The fight to develop meaningful evaluations for public school teachers has been long, difficult, but necessary. Under most current evaluation systems, principals observe teachers in the classroom a few times at most during the school year. The teacher is notified of these visits in advance, and they usually last less than a complete class period. The teacher’s rating is then based largely on the principal’s observation. Neither principals nor teachers take the evaluations seriously, in part because the results have no meaningful influence on the teacher’s compensation or job security. It shouldn’t be surprising, then, that, in many school districts, it’s common for 98 percent or more of teachers to be rated “satisfactory” or better. Such rubber-stamp evaluations are bad for students stuck with ineffective teachers. And they don’t help teachers, either—those interested in meaningful feedback about their performance, at least.

Teachers’ unions kept meaningful evaluations off the table for many years. Their anxieties about assessment weren’t completely unwarranted; both quantitative and qualitative measures of teacher performance contain flaws.

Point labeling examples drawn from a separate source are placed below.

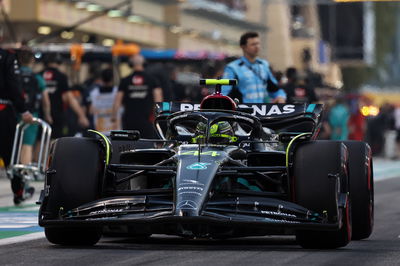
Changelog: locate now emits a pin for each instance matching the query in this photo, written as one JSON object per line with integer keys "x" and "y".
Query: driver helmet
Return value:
{"x": 220, "y": 133}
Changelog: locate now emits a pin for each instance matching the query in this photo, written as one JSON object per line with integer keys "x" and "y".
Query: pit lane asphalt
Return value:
{"x": 382, "y": 248}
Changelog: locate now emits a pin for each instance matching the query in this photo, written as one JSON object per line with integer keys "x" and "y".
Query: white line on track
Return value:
{"x": 23, "y": 238}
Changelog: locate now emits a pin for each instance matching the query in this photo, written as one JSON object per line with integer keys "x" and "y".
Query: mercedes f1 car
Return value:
{"x": 220, "y": 169}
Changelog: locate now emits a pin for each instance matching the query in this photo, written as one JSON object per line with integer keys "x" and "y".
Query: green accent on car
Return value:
{"x": 108, "y": 148}
{"x": 290, "y": 144}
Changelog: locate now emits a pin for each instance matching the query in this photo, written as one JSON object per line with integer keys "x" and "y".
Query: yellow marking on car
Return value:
{"x": 108, "y": 149}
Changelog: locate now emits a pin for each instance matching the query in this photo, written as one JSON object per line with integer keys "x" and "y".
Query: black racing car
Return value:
{"x": 219, "y": 170}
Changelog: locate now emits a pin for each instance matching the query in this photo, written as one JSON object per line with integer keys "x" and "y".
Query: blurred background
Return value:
{"x": 346, "y": 51}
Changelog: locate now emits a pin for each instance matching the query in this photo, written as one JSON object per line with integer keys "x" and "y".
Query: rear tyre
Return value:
{"x": 77, "y": 165}
{"x": 361, "y": 188}
{"x": 316, "y": 191}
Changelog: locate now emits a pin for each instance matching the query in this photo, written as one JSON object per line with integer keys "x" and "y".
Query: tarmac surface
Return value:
{"x": 382, "y": 248}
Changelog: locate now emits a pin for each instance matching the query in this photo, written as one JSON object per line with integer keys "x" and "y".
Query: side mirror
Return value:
{"x": 132, "y": 135}
{"x": 287, "y": 137}
{"x": 238, "y": 154}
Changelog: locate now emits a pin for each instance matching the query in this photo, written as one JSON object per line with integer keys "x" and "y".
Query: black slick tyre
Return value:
{"x": 361, "y": 188}
{"x": 320, "y": 179}
{"x": 77, "y": 166}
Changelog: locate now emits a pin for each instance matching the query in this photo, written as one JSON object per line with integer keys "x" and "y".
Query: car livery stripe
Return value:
{"x": 107, "y": 144}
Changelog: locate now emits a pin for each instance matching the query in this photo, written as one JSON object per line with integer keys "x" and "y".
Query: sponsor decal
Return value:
{"x": 268, "y": 110}
{"x": 258, "y": 109}
{"x": 106, "y": 211}
{"x": 198, "y": 166}
{"x": 278, "y": 213}
{"x": 190, "y": 107}
{"x": 197, "y": 153}
{"x": 193, "y": 182}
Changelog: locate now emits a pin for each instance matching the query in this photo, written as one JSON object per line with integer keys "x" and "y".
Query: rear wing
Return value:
{"x": 261, "y": 110}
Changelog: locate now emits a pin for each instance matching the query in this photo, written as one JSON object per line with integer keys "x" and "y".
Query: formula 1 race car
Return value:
{"x": 219, "y": 170}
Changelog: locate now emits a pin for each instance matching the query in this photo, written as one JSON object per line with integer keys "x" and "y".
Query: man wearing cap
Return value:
{"x": 256, "y": 84}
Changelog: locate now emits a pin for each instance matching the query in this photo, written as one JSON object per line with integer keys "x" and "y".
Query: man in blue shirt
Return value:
{"x": 256, "y": 84}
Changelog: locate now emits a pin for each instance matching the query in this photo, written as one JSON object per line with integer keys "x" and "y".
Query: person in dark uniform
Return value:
{"x": 297, "y": 92}
{"x": 11, "y": 103}
{"x": 137, "y": 93}
{"x": 58, "y": 90}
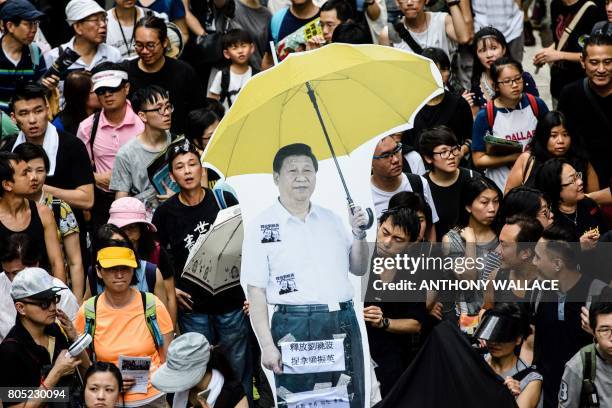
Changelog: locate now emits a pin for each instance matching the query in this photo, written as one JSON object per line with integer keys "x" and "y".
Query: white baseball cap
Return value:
{"x": 34, "y": 283}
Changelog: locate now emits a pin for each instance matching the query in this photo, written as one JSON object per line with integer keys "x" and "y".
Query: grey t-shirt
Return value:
{"x": 255, "y": 22}
{"x": 571, "y": 383}
{"x": 130, "y": 172}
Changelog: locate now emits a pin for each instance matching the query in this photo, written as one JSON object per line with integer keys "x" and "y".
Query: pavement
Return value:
{"x": 542, "y": 78}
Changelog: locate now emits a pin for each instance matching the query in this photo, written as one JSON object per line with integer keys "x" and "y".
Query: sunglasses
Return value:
{"x": 44, "y": 304}
{"x": 105, "y": 89}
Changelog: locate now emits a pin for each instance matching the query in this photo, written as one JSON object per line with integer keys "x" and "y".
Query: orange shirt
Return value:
{"x": 124, "y": 332}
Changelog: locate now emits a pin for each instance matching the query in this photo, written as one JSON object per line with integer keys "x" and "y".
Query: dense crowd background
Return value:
{"x": 91, "y": 245}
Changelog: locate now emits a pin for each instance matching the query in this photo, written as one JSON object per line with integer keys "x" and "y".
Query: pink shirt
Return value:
{"x": 109, "y": 138}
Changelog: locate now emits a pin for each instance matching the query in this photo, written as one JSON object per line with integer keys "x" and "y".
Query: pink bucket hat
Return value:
{"x": 129, "y": 210}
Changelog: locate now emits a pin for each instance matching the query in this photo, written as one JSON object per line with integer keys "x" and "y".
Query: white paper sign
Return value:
{"x": 335, "y": 397}
{"x": 321, "y": 356}
{"x": 138, "y": 369}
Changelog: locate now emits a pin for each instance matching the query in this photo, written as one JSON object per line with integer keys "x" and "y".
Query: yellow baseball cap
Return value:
{"x": 116, "y": 256}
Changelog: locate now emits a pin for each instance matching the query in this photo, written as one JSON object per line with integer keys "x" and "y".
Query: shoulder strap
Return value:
{"x": 89, "y": 308}
{"x": 570, "y": 28}
{"x": 417, "y": 184}
{"x": 533, "y": 102}
{"x": 408, "y": 39}
{"x": 151, "y": 275}
{"x": 34, "y": 55}
{"x": 588, "y": 393}
{"x": 276, "y": 22}
{"x": 225, "y": 79}
{"x": 92, "y": 135}
{"x": 150, "y": 312}
{"x": 490, "y": 114}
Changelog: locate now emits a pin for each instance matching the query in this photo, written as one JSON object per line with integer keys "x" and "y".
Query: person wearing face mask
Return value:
{"x": 551, "y": 139}
{"x": 503, "y": 329}
{"x": 35, "y": 351}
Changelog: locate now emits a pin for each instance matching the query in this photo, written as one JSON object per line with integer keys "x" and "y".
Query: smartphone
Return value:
{"x": 203, "y": 395}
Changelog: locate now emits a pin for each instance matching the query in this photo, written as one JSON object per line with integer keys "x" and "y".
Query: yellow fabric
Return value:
{"x": 116, "y": 256}
{"x": 362, "y": 91}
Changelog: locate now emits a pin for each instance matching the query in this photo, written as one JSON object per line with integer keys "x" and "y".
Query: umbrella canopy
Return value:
{"x": 361, "y": 90}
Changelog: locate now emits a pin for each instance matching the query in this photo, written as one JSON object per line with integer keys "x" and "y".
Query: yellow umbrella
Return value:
{"x": 333, "y": 99}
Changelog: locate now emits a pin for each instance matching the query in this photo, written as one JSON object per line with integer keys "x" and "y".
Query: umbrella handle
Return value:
{"x": 368, "y": 210}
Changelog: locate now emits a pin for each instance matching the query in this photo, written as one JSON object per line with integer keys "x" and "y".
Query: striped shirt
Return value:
{"x": 29, "y": 68}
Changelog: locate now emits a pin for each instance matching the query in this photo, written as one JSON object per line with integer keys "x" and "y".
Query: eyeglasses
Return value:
{"x": 575, "y": 177}
{"x": 96, "y": 20}
{"x": 161, "y": 110}
{"x": 605, "y": 332}
{"x": 396, "y": 150}
{"x": 511, "y": 81}
{"x": 445, "y": 154}
{"x": 545, "y": 211}
{"x": 44, "y": 304}
{"x": 149, "y": 46}
{"x": 101, "y": 91}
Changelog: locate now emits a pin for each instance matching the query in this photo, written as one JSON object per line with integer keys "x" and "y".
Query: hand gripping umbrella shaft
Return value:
{"x": 350, "y": 201}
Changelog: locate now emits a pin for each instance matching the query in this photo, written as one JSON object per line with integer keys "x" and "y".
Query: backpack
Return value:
{"x": 491, "y": 111}
{"x": 225, "y": 80}
{"x": 588, "y": 394}
{"x": 150, "y": 314}
{"x": 150, "y": 276}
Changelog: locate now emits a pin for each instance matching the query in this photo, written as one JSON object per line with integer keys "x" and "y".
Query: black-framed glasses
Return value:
{"x": 101, "y": 91}
{"x": 605, "y": 331}
{"x": 138, "y": 46}
{"x": 396, "y": 150}
{"x": 161, "y": 109}
{"x": 445, "y": 154}
{"x": 574, "y": 178}
{"x": 43, "y": 304}
{"x": 97, "y": 20}
{"x": 511, "y": 81}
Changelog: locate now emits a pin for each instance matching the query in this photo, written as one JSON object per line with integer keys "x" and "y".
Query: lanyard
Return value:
{"x": 127, "y": 45}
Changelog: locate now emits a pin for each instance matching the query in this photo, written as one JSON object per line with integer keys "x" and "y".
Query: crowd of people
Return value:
{"x": 93, "y": 93}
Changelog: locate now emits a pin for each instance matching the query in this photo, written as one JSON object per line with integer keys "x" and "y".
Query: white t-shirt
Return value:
{"x": 237, "y": 82}
{"x": 434, "y": 36}
{"x": 8, "y": 313}
{"x": 298, "y": 262}
{"x": 381, "y": 198}
{"x": 118, "y": 40}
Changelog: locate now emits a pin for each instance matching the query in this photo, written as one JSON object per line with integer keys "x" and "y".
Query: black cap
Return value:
{"x": 19, "y": 9}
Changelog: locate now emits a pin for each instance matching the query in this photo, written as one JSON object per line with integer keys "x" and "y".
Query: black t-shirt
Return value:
{"x": 446, "y": 199}
{"x": 587, "y": 217}
{"x": 558, "y": 335}
{"x": 584, "y": 121}
{"x": 453, "y": 112}
{"x": 178, "y": 227}
{"x": 24, "y": 363}
{"x": 179, "y": 79}
{"x": 564, "y": 72}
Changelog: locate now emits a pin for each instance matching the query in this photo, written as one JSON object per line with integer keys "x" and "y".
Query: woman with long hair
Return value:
{"x": 103, "y": 386}
{"x": 560, "y": 181}
{"x": 551, "y": 139}
{"x": 474, "y": 237}
{"x": 512, "y": 116}
{"x": 489, "y": 45}
{"x": 81, "y": 102}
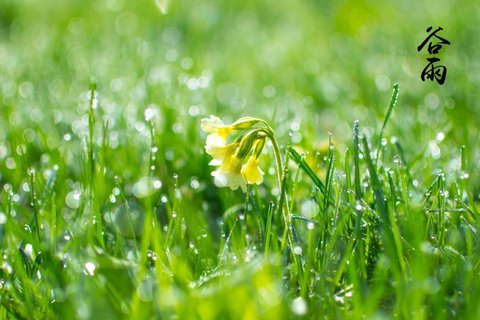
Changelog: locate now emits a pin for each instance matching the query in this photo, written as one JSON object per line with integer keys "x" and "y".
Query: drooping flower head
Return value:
{"x": 237, "y": 161}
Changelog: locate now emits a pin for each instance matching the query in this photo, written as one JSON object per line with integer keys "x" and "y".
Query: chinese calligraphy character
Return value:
{"x": 432, "y": 72}
{"x": 433, "y": 48}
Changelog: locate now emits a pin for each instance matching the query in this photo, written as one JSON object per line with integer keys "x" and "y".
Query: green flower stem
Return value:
{"x": 281, "y": 175}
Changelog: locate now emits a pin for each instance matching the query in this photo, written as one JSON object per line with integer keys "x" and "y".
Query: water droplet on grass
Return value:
{"x": 299, "y": 306}
{"x": 297, "y": 250}
{"x": 89, "y": 269}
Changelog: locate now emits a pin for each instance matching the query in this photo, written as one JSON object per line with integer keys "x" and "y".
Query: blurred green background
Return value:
{"x": 323, "y": 63}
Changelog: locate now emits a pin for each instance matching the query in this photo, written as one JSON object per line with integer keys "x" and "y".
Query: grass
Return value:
{"x": 107, "y": 205}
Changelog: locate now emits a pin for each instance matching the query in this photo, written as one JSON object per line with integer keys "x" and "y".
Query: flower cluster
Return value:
{"x": 237, "y": 161}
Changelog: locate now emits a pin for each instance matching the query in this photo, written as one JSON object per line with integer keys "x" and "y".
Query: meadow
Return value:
{"x": 369, "y": 204}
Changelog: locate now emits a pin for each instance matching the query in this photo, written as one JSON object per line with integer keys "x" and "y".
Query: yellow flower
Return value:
{"x": 228, "y": 174}
{"x": 251, "y": 172}
{"x": 229, "y": 158}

But that’s precisely why both types of assessments should be used, as they will be in New York: the strength of each measure helps mitigate weaknesses in the other.

Teachers are wary, for instance, of seeing their performance assessment based on students’ standardized test scores, because math and reading exams are blunt instruments that only tell us about part of what teachers do in the classroom. Further, as statistical tools, such assessments are by definition influenced by random error. Some bad teachers will incorrectly be identified as effective, and some average and good teachers will get lower ratings than they deserve. That’s why assessment of student test scores should be supplemented with in-person observations of teachers’ performance. Such observations will allow principals to identify cases when great teachers posted low test scores because the margin of random error worked against them or because of some other mitigating factor. Principals will also be able to identify teachers who make contributions to the school unrelated to their own students’ test scores—mentoring younger teachers, for example.

But we can’t rely entirely on principal assessments of a teacher’s performance. Before collective bargaining gave teachers their political influence, administrators commonly abused their power and dismissed teachers for various reasons, including their political beliefs and race—and even for getting pregnant. Of course, the law now protects teachers from many of these abuses. But teachers worry that if given too much power, administrators might feel emboldened to remove them for personal reasons or if they speak out about problems in the school.

This is where test scores come in. Despite their imperfections, they are a good supplement to principal assessments because they provide an objective measure of teacher performance. The computer cares only about whether students in a teacher’s classroom appear to be making academic gains—not whether the teacher is a whistleblower or whether he has had a personal conflict with an administrator. Teachers whose students are making academic progress needn’t worry about receiving an unfair rating. This alone gives teachers a reason to embrace test-score analysis eventually: it will protect them from inappropriate actions by administrators. A principal looking to fire an effective teacher for personal reasons can’t do so unless the test scores of that teacher’s students happen not to represent her classroom performance accurately. That situation is possible but unlikely; research shows that in most cases, principal observations and test-score analysis will come to the same conclusions.

In developing a new system capable of identifying the best and worst teachers, the Empire State has joined a growing number of school systems around the country. Still more states and school districts should move in New York’s direction. If implemented properly and fairly, these new evaluation systems will benefit not only kids but teachers as well.